Das Staatliche Ermittlungsbüro (SBI) hat den Verdacht geäußert, dass der Bürgermeister von Irpin, Oleksandr Markushyn, eine Straftat gemäß Artikel 332 Absatz 2 des ukrainischen Strafgesetzbuches begangen hat. Es geht um die Organisation des illegalen Personenschmuggels über die ukrainische Staatsgrenze .
Laut mistoinform fälschte er als Bürgermeister von Irpin Dokumente für den Wohltätigkeitsfonds „Einheimisches Dorf“, um die Ausreise seines Taufpaten Serhij Rosstalny aus der Ukraine zu ermöglichen.
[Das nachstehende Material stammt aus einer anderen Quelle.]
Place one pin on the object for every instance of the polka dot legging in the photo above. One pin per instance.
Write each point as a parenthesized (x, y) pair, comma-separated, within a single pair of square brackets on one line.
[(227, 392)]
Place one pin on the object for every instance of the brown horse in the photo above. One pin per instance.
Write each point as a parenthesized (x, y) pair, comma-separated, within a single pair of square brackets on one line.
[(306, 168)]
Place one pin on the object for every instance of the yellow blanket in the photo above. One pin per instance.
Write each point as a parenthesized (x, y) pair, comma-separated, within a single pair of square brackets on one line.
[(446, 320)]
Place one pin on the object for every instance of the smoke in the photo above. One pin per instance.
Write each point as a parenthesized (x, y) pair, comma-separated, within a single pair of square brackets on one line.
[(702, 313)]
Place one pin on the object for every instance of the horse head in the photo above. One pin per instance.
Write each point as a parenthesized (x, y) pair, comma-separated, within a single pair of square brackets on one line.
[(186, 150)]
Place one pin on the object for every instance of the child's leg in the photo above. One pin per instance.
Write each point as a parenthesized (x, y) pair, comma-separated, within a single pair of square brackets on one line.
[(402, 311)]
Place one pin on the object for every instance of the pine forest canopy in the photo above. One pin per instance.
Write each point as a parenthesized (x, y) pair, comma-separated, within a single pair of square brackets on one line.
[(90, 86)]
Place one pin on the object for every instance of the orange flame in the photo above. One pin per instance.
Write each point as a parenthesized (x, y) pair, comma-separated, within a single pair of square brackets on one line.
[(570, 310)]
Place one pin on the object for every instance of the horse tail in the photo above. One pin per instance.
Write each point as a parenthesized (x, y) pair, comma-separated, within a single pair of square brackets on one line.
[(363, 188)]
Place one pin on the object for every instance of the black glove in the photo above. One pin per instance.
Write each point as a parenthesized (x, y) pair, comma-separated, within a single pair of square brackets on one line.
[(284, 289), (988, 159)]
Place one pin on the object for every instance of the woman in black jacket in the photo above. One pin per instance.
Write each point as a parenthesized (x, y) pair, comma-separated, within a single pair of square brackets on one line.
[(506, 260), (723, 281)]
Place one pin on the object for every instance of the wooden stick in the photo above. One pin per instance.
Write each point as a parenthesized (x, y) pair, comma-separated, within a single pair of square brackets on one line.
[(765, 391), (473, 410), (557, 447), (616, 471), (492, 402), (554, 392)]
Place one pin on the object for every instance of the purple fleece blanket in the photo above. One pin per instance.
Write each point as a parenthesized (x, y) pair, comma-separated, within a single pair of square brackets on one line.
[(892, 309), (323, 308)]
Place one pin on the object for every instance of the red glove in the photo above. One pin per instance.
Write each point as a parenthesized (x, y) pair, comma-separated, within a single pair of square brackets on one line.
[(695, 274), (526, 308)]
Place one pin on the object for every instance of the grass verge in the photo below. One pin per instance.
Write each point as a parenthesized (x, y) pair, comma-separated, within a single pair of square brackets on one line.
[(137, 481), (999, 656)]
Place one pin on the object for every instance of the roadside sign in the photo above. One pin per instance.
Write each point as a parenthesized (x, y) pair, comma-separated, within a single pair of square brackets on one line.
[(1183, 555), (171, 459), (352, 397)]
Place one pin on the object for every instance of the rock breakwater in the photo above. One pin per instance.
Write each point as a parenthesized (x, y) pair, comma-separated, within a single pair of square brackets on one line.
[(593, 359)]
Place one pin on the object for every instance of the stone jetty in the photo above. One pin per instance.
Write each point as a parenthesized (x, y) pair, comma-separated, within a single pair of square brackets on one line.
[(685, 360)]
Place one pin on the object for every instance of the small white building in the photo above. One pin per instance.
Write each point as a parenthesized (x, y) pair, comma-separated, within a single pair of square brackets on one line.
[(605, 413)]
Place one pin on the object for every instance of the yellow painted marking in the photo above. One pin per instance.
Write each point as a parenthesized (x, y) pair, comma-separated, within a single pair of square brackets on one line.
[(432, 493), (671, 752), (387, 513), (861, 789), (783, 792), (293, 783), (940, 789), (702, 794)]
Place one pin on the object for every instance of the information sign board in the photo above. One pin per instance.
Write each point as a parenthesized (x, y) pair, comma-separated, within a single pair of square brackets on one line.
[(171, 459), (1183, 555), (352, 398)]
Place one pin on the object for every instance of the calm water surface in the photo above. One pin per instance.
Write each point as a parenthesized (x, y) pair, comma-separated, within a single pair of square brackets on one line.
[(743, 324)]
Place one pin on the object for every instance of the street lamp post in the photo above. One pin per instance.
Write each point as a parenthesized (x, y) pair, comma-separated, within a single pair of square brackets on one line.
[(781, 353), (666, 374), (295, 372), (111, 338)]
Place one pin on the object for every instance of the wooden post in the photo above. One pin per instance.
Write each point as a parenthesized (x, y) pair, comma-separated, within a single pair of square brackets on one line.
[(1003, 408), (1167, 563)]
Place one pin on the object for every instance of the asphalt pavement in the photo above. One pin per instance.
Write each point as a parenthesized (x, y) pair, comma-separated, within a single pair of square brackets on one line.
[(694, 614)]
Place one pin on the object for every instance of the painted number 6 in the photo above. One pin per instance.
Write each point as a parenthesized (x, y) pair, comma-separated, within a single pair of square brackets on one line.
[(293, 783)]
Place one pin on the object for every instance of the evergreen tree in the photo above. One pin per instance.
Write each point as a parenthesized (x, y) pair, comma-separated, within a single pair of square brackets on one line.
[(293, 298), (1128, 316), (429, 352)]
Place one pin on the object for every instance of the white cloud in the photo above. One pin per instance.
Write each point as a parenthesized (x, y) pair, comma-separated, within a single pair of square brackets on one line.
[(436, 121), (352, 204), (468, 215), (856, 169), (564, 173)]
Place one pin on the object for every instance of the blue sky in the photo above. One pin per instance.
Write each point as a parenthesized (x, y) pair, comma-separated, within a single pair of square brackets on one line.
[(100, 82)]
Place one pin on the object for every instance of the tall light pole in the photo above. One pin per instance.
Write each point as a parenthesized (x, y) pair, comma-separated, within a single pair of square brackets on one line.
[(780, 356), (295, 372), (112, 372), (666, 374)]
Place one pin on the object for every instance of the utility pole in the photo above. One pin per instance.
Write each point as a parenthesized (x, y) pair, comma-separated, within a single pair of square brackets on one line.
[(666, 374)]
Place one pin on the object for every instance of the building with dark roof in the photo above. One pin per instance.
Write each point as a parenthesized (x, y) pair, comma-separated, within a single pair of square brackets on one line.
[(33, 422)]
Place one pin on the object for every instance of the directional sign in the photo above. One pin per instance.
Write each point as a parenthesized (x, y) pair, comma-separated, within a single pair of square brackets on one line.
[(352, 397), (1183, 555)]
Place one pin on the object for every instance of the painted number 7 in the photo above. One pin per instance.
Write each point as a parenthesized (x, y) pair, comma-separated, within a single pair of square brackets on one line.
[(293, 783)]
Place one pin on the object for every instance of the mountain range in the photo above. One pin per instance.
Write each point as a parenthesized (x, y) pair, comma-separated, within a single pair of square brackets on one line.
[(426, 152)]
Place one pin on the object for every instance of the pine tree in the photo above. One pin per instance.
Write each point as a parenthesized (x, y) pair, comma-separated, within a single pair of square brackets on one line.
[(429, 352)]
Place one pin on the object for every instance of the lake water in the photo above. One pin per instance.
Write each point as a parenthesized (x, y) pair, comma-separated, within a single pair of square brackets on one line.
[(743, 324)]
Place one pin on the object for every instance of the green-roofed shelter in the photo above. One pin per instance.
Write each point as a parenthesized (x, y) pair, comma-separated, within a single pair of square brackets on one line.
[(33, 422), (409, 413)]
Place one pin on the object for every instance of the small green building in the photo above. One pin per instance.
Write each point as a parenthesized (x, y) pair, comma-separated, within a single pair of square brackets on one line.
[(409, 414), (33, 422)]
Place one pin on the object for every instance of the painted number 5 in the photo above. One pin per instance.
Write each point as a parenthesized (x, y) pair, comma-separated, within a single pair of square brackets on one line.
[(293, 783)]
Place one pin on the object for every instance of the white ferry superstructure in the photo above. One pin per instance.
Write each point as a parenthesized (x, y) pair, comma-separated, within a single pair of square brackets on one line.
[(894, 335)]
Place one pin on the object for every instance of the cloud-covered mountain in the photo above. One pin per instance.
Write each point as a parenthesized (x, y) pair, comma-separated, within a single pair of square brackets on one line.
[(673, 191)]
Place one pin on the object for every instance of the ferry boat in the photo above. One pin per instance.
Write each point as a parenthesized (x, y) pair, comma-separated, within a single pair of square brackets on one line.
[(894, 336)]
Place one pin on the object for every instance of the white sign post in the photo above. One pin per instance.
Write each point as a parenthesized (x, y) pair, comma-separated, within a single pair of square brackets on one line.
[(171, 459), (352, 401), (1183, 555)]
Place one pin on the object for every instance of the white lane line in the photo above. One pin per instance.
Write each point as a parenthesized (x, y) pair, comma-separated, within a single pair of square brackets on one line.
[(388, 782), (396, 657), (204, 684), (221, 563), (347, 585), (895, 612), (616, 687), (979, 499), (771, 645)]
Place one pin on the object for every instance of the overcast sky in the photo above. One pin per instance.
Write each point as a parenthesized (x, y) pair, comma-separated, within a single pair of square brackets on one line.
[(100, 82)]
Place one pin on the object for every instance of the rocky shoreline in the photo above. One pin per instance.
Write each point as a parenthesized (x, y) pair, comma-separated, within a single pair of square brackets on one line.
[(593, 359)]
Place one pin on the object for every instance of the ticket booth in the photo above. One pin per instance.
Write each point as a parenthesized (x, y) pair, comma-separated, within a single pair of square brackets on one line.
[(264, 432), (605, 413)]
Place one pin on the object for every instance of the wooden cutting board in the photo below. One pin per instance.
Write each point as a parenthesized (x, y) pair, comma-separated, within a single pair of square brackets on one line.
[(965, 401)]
Rosstalny war der Hauptauftragnehmer für den Wiederaufbau von Irpin, dessen Unternehmen 500 Millionen UAH für den Wiederaufbau beschädigter Häuser erhielten.
Am 24. Januar ordnete das Gericht Untersuchungshaft für Markushyn an und entband ihn am 27. Januar von seinem Amt als Bürgermeister von Irpin. Markushyn ist in 18 Strafverfahren angeklagt, unter anderem wegen Freiheitsberaubung und Folter, Betrug, Urkundenfälschung und Veruntreuung von Geldern aus dem Gemeindehaushalt des zerstörten Irpin. In den Strafverfahren, in denen Markushyn als Bürgermeister anhängig ist, bedrohte und entließ er Zeugen und vernichtete Dokumente und Beweismittel.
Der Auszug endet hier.